Either my teacher has an esoteric taste (loves rocks, islands, mountains and the wilderness), or some Italian writers are just a pain in the rear, (especially when you have to analyse their texts) or they have a strange literary style.
So far I’ve managed to survive the dreary text on mountaineering. On Friday she gave us another text, to be read and analysed in separate sections.
It began as a rather sentimental and flowery description of a cluster of seven islands North of Sicily. The tense used was remote past. Teacher asked, ‘’what kind of book or writing is this taken from – memoir, romance novel, book on gourmet food, tourist guide, newspaper report?’’ Some blond air head in my class, after changing her mind 4 times, actually insisted it was a newspaper report. Not surprising, given that she is a fashion stylist and wanted to study Italian for its fashion.
Then we were told to read more of the text, which gushed on and on, in sappy language, about the location and description of each island, about how her parents sold the house on which the island she had lived, and how her brother moved to another very difficult to live island. Now, we were asked again, do you still think it’s a memoir, a romance novel, or a newspaper report or a tourist guide? Next, we had to guess the outcome/ next section of the text, after the ‘’cliff-hanger’’ last sentence. Worse, we had to start naming the seven islands she described, based on her rambling narrative, on the map.
Most of us still stuck to our guns that it’s either a memoir or a romance novel of some sort, given the tenses used, her suggestive metaphors (‘’extra marital affairs, flirt’’) and nostalgic, maudlin words.
When we finally struggled through the description of the harsh condition of the island that her brother has moved to, the typography, the climatic and geographical conditions, the savage wilderness of the far-flung island, I began to wonder if it was a Geography book gone wrong, or if the author was a Geography writer secretly aspiring to be Charles Dickens.

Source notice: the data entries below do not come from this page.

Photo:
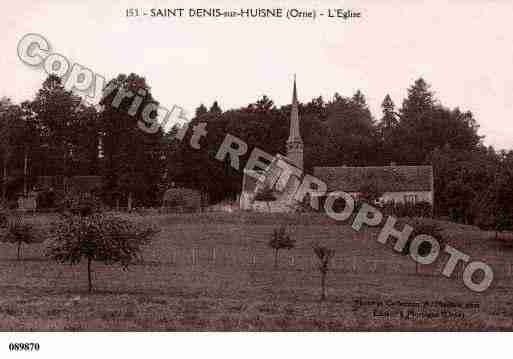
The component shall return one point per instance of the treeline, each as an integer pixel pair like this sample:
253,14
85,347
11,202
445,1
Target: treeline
58,135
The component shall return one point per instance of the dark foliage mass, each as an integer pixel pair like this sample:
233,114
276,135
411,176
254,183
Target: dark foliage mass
280,240
15,230
59,136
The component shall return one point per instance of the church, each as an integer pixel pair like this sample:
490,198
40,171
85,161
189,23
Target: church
397,184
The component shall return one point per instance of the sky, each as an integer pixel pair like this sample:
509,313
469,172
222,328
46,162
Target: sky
463,48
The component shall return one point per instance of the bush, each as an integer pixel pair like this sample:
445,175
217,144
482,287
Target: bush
420,209
100,238
46,199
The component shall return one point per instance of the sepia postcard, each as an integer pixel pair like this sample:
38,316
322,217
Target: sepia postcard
244,166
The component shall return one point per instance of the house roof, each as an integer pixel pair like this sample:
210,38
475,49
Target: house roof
388,178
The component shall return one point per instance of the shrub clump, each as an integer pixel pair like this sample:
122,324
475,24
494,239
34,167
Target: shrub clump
18,232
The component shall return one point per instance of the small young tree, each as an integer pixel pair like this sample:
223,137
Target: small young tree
324,255
18,232
425,248
280,240
100,238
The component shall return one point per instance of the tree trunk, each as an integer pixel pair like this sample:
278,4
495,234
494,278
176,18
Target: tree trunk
129,202
4,181
25,173
89,278
323,286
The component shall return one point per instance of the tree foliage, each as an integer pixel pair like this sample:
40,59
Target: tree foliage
100,238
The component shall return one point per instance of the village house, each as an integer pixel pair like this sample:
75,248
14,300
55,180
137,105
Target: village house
395,184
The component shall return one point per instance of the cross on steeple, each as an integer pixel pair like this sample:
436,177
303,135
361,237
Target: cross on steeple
294,142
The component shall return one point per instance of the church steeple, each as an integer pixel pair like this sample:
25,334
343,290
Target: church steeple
295,143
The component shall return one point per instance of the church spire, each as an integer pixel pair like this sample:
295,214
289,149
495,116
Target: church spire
294,134
295,143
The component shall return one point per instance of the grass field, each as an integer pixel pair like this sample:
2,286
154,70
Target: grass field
215,272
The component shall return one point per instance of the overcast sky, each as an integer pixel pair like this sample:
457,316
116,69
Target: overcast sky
463,49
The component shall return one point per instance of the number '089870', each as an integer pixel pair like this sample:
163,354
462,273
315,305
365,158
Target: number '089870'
23,347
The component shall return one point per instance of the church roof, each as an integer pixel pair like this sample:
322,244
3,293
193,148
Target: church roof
388,178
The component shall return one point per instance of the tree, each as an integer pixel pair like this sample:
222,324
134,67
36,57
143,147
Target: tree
386,127
100,238
266,195
18,232
134,158
324,254
280,240
11,128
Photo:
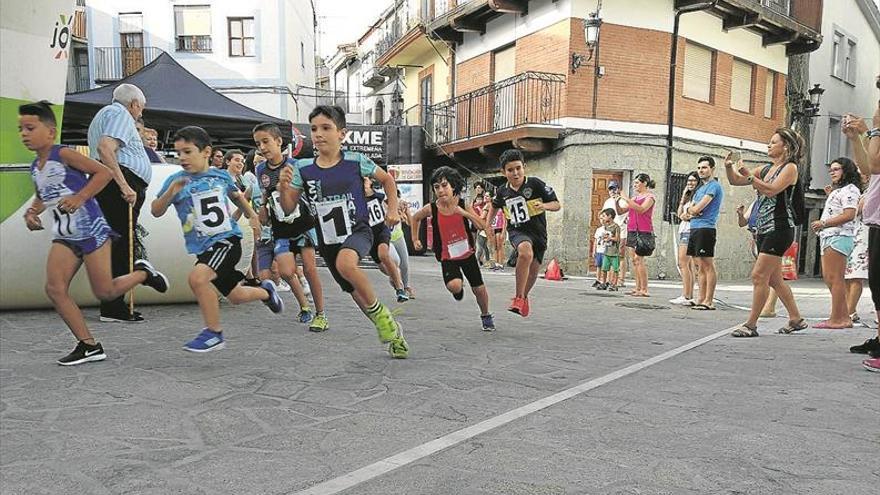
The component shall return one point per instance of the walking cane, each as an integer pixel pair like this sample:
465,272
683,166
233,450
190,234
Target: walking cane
131,256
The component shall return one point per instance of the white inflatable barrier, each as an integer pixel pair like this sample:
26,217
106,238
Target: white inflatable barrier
23,257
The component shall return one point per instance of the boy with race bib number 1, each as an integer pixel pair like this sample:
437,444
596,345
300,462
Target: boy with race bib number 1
80,231
524,200
332,183
200,195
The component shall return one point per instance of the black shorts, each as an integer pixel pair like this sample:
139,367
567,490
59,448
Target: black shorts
539,246
360,241
470,267
222,258
776,242
381,235
702,243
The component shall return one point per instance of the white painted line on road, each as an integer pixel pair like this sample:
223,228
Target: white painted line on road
401,459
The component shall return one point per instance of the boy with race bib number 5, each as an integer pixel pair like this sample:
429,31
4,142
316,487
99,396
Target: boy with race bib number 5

But wait. There is a surprise. Last section of the passage started with the description of how she managed to clamber up the steep steps in the barren island of Alicudi, nearly collapsing, to see her brother. And it ended with an eulogy of the glorious spaghetti that her brother had prepared for her. It then paid tribute to the wonderful simplicity (‘’semplicissimo’’) and beauty of fresh, simple ingredients like basil, tomatoes and capers in the spaghetti. The whole experience was a gastronomic epiphany (‘’epifanie gastronomiche’’), like a miracle (‘’qualcosa miracoloso’’).
And now, as part of my weekend homework, I have to do two things. First, select the most appropriate sketch of the layout of the secluded and inaccessible island (3 choices were given) based on her rambling description. Second, decide, if this is still memoir, romance novel, book on gourmet food, tourist guide, newspaper report?
I guess we’ll have an interesting philosophical debate tomorrow during class.